You will see the memory ladder like this indefinitely (until crash):

There’s no obviously leaking python objects from from the tracemalloc logging, but the memory usage keeps increasing.

I’ve tried doing gc.collect() every few episodes per worker which doesnt help.

1 Like

Hey @Bam4d, thanks for the reproduction script! I’ll take a look.

I can’t reproduce this on my Mac. Memory consumption seems very stable. The only change I did was to take out the GPU (num_gpus=0).
I can try again on a GPU machine.

Like i said, its very hard to reproduce, It only seems to happen when on linux and cgroups are enabled. You might have to spin up a docker image (which i think uses cgroups) to reproduce. The issue is that most HPC services use cgroups for resource allocation, so running this on servers/docker will be a problem for many people.

I’ve done some more testing and I can see that possibly the “simple list collector” might be problematic.

These lines simple_list_collector.py:488:

    # Make sure our mappings are up to date.
    agent_key = (episode.episode_id, agent_id)
    self.agent_key_to_policy_id[agent_key] = policy_id

Is the episode ID unique to all episodes? That would mean that this “agent_key_to_policy_id” map would grow forever right?

Created a branch to test this theory here: GitHub - Bam4d/ray at ma_memory_leak

1 Like

Awesome, could you PR this when confirmed?

yeah just in the process of trying to confirm if this is infact the problem

I’ve also learned that python garbage collections does not actually “see” the limits set by cgroups, so it might just be that python thinks there is alot more memory than there is, and just keeps growing the objects. This might be why its not reproducable in linux (with no cgroups) and mac… either way… I’ll run some more tests and see if mr. leak is gone.

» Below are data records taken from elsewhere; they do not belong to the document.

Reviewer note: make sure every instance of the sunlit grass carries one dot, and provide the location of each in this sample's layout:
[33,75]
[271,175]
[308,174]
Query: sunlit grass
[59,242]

Hi @Bam4d, it seems like things are mostly wrapped up here, but in the future, you can try running ray memory --help to unlock some more helpful features. It seems like only object spilling is turned on by default. You can check out the corresponding docs here.

Either way, we are not cleaning up that dict ever, so that’s definitely a great catch by you, even if it’s just a small leak (leaking strings)!

@Bam4d let me know, what else you find. I prepped this PR here it’s good to go, but feel free to do your own PR and ping me here for merging it.

Small leaks over 1B timesteps end up being big leaks :wink:

Haha, yeah, absolutely!

@Bam4d,

Thank you for taking the time to get your memory tracking callback into the RLlib repo. I had a huge memory leak in my environment that I would have spent forever tracking down without your callback.

Here is a before and after:

More than a year has passed, has this problem been solved? My colleague has also encountered this trouble recently, is there a feasible solution?

Hi @earneet,

Several memory leaks have been found and fixed since that post. Do you have a sense of whether the memory leak is coming from rllib or the environment. We have seen both kinds of memory leaks.

There is an rllib callback you can enable to help find memory leaks. More information about that here: How To Contribute to RLlib — Ray 3.0.0.dev0

thank you for your reply. I found the problem after tracing, it is not a memory leak of ray, it is just that the speed of the learner consuming data is too slow, which leads to the accumulation of sampled data.

1 Like

@earneet What trace did you do to figure out that the speed of the learner is the problem. I’m having a similar issue right now and am trying to check if this is the case as well.

Hello, how did you fix this? Please advise.

i am not very sure. I observed the log and memory curve, when the sample report the memory will skyrocket. Then I increased the number of GPUs and worker_num, then it works.